The Little Albert Experiment gives a good introduction to Anchoring in NLP, helping you to relate it to terms like Classical Conditioning and Stimulus Generalisation from the world of psychology.
I will use it also to help you to recognise how useful conditioning can be and also how destructive uncontrolled Anchoring and conditioning can become.
Little Albert Experiment
The Little Albert Experiment took place in the early 20th century and was conducted by John Watson and his student, Rosalie Rayner of Johns Hopkins University.
The aim of Watson and Rayner was to condition (programme into the nervous system) a phobia in an emotionally stable infant, known as Little Albert. Albert was nine months old at the time of the experiment.
The experiment started with a series of tests. Albert was presented with a number of furry animals and objects to observe. a white rabbit, a white rat and a dog. Observers noted that Albert showed no fear of any of them.
Following the testing they began the experiment.
Albert was placed on a mattress in the middle of a room. They placed a white rat near Albert and Albert was encouraged to play with the rat.
Each time Albert touched the rat they struck a steel bar with a hammer, making a loud noise. Albert responded to the noise by crying and crawling away.
Following this Albert was presented only with the rat and he got very distressed. He had apparently begun to associate the loud noise with the rat. When presented with the rat Albert’s nervous system anticipated the loud noise and responded as if it had occurred, the unconscious response was fear. This is his nervous system telling him to “GET OUT OF THERE!”
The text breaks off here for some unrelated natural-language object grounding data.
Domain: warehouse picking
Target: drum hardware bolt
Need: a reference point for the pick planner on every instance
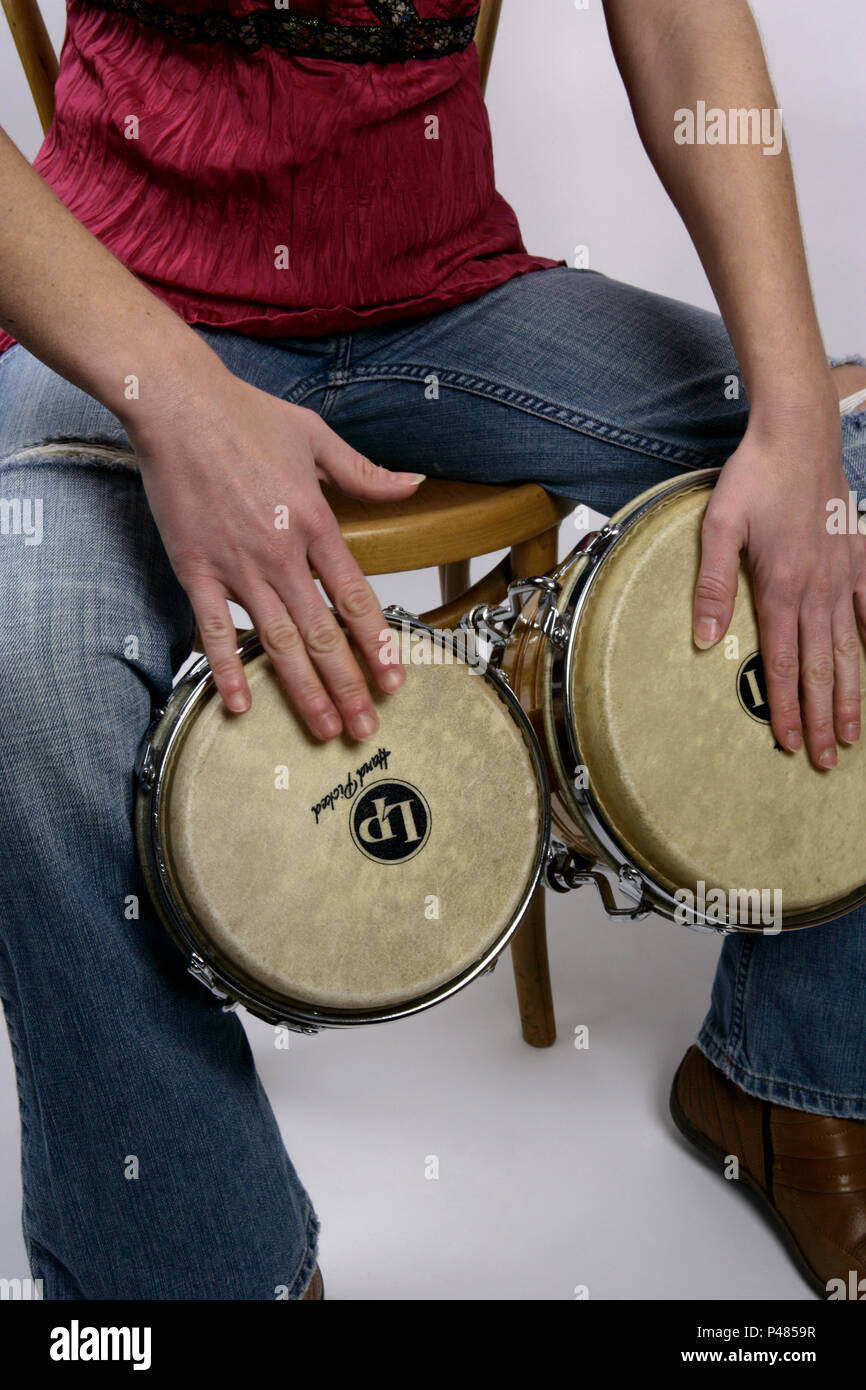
(203, 973)
(494, 622)
(145, 766)
(599, 540)
(401, 613)
(566, 870)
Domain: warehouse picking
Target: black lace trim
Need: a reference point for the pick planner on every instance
(401, 35)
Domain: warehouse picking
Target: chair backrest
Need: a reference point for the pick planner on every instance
(41, 66)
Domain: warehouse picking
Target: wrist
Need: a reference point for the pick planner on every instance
(180, 384)
(805, 405)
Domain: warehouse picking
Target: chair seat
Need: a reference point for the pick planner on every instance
(444, 521)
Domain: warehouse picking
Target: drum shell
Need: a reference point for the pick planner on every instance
(160, 749)
(541, 669)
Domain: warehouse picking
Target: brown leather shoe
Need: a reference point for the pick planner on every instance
(316, 1287)
(809, 1171)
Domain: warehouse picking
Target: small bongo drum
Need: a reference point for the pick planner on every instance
(339, 883)
(666, 776)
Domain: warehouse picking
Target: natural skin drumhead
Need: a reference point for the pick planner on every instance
(356, 875)
(677, 744)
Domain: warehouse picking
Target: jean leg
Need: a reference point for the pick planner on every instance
(152, 1162)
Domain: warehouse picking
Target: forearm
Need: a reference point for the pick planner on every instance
(737, 202)
(70, 302)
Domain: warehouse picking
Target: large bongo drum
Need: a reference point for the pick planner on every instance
(341, 883)
(666, 777)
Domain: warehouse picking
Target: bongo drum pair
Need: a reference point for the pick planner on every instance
(573, 733)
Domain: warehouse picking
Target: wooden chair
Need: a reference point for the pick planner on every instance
(445, 524)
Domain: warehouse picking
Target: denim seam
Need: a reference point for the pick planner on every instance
(337, 375)
(578, 421)
(79, 452)
(307, 1265)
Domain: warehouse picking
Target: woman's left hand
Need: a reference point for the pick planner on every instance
(809, 583)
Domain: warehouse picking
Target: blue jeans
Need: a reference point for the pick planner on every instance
(592, 388)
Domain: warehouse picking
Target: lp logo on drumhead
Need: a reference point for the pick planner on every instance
(752, 688)
(389, 820)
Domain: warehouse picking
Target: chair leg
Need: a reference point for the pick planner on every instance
(533, 975)
(453, 580)
(530, 941)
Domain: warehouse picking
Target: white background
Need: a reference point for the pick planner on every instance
(558, 1168)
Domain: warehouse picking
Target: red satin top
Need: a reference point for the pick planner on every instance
(284, 170)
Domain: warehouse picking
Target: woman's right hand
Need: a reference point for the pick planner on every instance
(224, 471)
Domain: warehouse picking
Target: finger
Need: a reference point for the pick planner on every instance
(353, 473)
(716, 587)
(777, 619)
(859, 610)
(816, 677)
(220, 642)
(328, 649)
(282, 641)
(357, 605)
(847, 674)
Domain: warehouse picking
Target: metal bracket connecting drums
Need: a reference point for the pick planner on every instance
(566, 870)
(494, 622)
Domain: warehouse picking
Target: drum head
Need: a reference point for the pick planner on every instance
(677, 744)
(346, 875)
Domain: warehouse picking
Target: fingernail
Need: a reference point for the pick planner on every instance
(706, 633)
(392, 679)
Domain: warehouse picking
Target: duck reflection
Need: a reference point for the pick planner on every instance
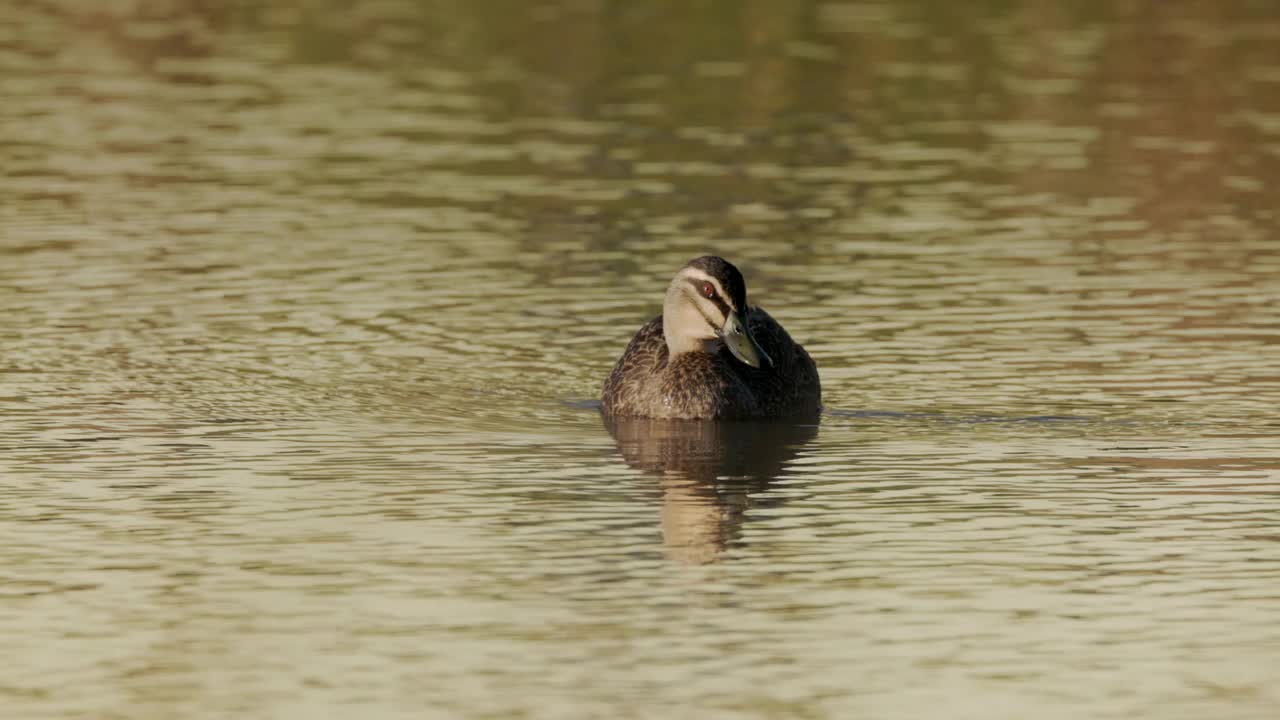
(708, 473)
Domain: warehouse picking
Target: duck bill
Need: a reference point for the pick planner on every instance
(737, 337)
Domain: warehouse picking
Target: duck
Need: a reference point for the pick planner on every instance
(712, 356)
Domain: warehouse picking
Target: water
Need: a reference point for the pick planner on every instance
(306, 308)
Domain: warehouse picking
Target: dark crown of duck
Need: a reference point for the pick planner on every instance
(705, 306)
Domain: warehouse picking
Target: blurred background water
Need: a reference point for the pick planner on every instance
(306, 306)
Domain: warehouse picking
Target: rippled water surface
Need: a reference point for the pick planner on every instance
(307, 305)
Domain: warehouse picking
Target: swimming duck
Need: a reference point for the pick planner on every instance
(713, 356)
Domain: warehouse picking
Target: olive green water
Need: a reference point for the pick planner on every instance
(306, 305)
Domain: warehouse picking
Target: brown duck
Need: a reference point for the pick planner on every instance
(711, 355)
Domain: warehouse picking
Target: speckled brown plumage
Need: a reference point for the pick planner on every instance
(647, 383)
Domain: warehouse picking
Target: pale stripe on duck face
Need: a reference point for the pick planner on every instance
(717, 306)
(695, 320)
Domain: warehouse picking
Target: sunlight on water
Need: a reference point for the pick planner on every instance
(307, 308)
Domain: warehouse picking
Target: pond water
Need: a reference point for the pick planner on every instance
(307, 308)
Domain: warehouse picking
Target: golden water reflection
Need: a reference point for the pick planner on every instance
(708, 474)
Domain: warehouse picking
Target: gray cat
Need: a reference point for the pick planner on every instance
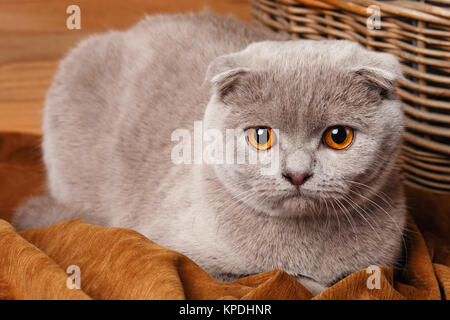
(335, 203)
Stimulus – Neutral to Conditioned
Initially the rat was a neutral stimulus – there was no fear.
The Drs used their knowledge that typically loud noise elicited a fear response in children so that the rat became a conditioned stimulus which elicited a response which was fear. Fear became the conditioned response.
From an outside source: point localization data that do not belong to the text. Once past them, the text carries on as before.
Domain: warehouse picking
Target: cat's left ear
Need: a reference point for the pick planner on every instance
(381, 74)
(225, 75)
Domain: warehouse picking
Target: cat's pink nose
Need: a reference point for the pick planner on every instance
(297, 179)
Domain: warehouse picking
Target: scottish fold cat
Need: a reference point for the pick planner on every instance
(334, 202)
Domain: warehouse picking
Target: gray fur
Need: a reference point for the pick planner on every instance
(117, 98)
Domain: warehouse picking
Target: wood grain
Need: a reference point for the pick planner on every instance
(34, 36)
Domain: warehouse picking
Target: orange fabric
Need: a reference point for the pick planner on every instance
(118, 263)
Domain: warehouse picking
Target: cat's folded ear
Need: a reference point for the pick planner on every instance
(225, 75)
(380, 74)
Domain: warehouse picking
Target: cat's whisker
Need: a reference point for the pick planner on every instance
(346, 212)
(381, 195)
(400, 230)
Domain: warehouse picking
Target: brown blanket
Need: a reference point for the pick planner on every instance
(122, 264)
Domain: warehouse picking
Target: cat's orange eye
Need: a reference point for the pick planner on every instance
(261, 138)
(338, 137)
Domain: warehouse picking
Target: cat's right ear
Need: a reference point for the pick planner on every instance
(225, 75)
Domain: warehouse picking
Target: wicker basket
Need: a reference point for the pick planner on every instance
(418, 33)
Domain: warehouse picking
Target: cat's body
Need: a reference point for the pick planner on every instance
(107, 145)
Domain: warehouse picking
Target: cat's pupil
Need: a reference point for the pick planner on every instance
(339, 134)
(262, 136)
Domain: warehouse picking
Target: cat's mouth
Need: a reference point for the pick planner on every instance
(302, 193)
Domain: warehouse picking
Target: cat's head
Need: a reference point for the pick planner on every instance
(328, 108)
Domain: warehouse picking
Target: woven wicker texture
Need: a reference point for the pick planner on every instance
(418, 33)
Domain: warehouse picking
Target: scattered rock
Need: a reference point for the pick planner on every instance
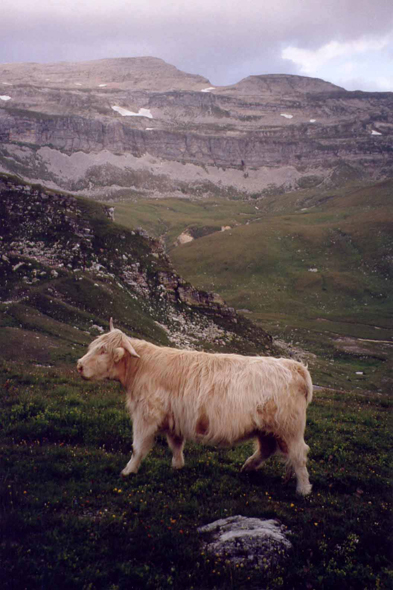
(253, 542)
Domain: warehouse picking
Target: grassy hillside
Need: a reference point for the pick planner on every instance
(65, 268)
(314, 268)
(69, 521)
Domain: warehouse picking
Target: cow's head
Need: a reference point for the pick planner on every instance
(106, 355)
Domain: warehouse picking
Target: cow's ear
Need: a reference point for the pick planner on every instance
(118, 354)
(129, 348)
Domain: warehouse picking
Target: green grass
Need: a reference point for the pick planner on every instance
(69, 521)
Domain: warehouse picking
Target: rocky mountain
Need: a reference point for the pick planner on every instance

Generalisation – In later experiments Albert appeared to generalise his response as he became fearful of other furry objects in the same way as he did the rat.
Albert had developed a phobic reaction to furry animals and objects through a process of conditioning.
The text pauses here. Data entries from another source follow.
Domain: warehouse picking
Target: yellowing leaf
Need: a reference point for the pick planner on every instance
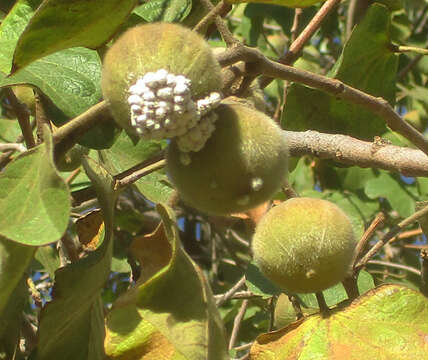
(389, 322)
(170, 313)
(90, 228)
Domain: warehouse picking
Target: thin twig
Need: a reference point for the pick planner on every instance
(394, 265)
(228, 294)
(70, 248)
(35, 294)
(67, 135)
(296, 47)
(403, 49)
(262, 65)
(350, 17)
(351, 151)
(41, 117)
(13, 147)
(23, 117)
(351, 286)
(378, 221)
(424, 272)
(390, 234)
(271, 305)
(237, 323)
(243, 347)
(406, 235)
(138, 174)
(73, 175)
(324, 310)
(295, 27)
(210, 16)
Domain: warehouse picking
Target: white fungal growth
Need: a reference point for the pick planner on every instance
(243, 200)
(161, 107)
(256, 184)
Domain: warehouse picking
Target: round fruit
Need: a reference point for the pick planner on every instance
(72, 158)
(304, 245)
(285, 314)
(160, 79)
(242, 164)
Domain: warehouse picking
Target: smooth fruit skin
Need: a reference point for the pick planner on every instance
(241, 166)
(151, 47)
(304, 245)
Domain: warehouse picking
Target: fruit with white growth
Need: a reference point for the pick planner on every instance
(160, 81)
(242, 164)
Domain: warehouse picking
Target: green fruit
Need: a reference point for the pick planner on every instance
(152, 47)
(285, 314)
(304, 245)
(72, 158)
(242, 165)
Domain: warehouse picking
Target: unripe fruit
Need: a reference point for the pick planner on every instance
(285, 314)
(72, 158)
(241, 166)
(153, 77)
(304, 245)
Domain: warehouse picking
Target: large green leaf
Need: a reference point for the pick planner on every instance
(72, 324)
(70, 78)
(367, 63)
(34, 199)
(171, 313)
(124, 154)
(389, 322)
(164, 10)
(62, 24)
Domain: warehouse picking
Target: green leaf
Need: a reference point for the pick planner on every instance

Now, I’m not sure if this type of experiment meets my definition of ‘being ecological’ or ethical and I’m sure it would not be allowed in this form today.
Imagine someone asking you “Do you mind if I borrow your child for a bit so that I can give him a phobia of furry objects and animals that he might have for the rest of his life?”
It just wouldn’t happen. However it was very useful for behavioural psychologists and helpful to us even a century later to understand better the link between stimulus and response that creates phobias and desired and unwanted behaviour. It also give us clues as to how to use the conditioned response method to improve lives!
Overcoming the phobia
Happily it was reported that by repeated exposure to the stimulus (furry animals and objects) without the loud noise being created Albert recovered from his phobia. The fear response was strategically unconditioned or reconditioned to leave him playful and happy in their presence.
Reconditioning unwanted phobic responses and other non-useful automatic responses is one of the techniques used in NLP by Practitioners to assist people in living more serene lives and having better responses to their environment.